Azuryy Yu 2013-07-02, 08:45
How did you lose power to the entire cluster?
I realize that this question goes beyond HBase, but is an Ops question. Do you have redundant power sources and redundant power supplies to the racks and machines in the cluster?
On Jul 2, 2013, at 7:42 AM, Dave Latham <[EMAIL PROTECTED]> wrote:
> Hi Uma,
> Thanks for the pointer. Your case sounds very similar. The main differences that I see are that in my case it happened on all 3 replicas and the power failure occurred merely seconds after the blocks were finalized. So I guess the question is whether HDFS can do anything to better recover from such situations. I'm also curious whether ext4 would be less susceptible than ext3.

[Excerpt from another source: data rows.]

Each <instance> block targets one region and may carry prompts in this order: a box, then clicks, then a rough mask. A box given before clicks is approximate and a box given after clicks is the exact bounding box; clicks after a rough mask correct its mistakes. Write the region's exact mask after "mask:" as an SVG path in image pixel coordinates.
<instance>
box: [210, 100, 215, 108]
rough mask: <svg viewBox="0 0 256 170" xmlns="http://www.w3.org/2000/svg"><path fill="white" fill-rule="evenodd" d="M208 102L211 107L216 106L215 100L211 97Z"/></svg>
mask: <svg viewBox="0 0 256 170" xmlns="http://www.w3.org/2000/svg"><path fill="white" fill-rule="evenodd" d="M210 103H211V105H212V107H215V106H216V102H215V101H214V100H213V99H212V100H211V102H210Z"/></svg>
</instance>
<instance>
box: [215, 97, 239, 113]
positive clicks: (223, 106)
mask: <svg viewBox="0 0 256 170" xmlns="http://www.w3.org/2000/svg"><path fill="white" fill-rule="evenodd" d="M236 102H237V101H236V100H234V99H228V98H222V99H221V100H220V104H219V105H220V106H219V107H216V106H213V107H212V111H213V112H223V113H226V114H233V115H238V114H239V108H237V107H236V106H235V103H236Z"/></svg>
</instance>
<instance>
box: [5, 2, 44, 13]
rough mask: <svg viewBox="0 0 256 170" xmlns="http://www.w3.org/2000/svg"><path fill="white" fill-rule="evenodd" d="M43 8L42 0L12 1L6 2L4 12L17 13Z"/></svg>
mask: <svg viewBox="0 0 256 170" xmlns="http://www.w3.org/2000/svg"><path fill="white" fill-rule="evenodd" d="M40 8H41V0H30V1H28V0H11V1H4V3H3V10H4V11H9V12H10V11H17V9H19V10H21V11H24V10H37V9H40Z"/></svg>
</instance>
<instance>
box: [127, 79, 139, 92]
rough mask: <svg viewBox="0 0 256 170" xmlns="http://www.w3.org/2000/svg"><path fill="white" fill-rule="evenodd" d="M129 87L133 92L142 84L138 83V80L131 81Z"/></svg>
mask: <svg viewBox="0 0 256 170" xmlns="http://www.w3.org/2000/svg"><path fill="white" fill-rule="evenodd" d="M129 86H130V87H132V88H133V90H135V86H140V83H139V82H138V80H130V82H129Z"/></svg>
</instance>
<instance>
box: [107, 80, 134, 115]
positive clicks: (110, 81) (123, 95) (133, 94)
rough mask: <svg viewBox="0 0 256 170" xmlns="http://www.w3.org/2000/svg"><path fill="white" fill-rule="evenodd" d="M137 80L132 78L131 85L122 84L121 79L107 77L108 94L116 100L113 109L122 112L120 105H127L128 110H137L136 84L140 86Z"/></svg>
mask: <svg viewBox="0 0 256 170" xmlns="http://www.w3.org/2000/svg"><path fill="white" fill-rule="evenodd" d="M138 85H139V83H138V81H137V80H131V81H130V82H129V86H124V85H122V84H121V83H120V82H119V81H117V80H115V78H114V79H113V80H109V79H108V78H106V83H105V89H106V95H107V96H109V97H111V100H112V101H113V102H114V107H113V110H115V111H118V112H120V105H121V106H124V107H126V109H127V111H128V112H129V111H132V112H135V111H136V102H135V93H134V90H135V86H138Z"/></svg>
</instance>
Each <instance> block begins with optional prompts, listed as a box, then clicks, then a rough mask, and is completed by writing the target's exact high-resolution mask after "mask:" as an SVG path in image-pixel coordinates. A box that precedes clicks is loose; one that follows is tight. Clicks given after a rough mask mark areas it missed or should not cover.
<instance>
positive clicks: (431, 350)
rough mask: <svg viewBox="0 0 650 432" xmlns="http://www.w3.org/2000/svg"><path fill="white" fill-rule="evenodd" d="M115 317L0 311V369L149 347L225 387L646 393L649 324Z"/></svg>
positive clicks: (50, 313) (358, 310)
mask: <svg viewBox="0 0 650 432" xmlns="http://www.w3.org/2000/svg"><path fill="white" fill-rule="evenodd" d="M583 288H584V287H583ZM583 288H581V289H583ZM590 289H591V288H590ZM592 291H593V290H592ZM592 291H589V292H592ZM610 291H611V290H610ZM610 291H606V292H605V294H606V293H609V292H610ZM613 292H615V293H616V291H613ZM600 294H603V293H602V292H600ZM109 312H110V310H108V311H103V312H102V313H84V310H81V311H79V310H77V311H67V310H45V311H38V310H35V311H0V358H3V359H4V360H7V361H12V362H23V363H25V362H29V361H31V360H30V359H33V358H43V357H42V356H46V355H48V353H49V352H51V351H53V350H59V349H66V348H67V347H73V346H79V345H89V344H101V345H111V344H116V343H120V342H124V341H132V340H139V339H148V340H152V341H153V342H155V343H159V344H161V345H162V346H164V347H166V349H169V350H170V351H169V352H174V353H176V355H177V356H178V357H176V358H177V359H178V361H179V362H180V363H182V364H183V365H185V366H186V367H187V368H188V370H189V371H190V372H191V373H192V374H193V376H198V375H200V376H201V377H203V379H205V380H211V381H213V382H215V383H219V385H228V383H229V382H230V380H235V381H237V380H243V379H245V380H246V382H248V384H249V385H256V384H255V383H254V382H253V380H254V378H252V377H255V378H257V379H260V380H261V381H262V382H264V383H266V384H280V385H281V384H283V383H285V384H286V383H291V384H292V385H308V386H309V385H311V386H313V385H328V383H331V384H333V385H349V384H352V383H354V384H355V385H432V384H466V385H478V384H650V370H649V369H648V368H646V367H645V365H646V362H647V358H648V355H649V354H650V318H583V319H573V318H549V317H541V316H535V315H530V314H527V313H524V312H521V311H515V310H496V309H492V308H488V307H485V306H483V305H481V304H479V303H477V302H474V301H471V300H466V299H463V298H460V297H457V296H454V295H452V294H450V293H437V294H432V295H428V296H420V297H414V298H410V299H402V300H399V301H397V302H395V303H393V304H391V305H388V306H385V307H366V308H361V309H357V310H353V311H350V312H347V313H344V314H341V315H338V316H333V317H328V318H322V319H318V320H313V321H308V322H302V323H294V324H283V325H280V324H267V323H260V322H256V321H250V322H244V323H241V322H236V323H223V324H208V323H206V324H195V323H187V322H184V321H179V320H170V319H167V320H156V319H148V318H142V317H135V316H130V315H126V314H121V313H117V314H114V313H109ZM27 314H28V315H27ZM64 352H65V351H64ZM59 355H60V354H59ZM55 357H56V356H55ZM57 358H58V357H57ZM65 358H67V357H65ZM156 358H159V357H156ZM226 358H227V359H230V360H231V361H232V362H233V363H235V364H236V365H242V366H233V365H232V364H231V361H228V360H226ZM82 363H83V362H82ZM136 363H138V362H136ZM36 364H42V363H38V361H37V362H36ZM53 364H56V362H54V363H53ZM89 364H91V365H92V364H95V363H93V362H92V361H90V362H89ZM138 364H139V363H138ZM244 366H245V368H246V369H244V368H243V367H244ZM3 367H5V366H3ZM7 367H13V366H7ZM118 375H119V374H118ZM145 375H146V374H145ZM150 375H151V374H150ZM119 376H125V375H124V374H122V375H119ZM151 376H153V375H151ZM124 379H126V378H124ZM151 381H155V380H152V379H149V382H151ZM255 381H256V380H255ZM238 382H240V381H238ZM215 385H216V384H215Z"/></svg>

> I will definitely look at enabling dfs.datanode.synconclose once we upgrade to a version of hdfs that has it. I would love to see some performance numbers if anyone has run them. Also appears that HBase is considering enabling it by default (cf. comments on HBase-5954).
> On Tue, Jul 2, 2013 at 12:31 AM, Uma Maheswara Rao G <[EMAIL PROTECTED]> wrote:
> Hi Dave,
> Looks like your analysis is correct. I have faced similar issue some time back.
> See the discussion link: http://markmail.org/message/ruev3aa4x5zh2l4w#query:+page:1+mid:33gcdcu3coodkks3+state:results
> On sudden restarts, it can lost the OS filesystem edits. Similar thing happened in our case, i.e, after restart blocks were moved back to BeingWritten directory even though they were finalized.
> After restart they were marked as corrupt. You could set dfs.datanode.synconclose to true to avoid this sort of things, but that will degrade performance.
> -----Original Message-----
> From: [EMAIL PROTECTED] [mailto:[EMAIL PROTECTED]] On Behalf Of Dave Latham
> Sent: 01 July 2013 16:08
> To: [EMAIL PROTECTED]
> Cc: [EMAIL PROTECTED]
> Subject: Re: data loss after cluster wide power loss
> Much appreciated, Suresh. Let me know if I can provide any more information or if you'd like me to open a JIRA.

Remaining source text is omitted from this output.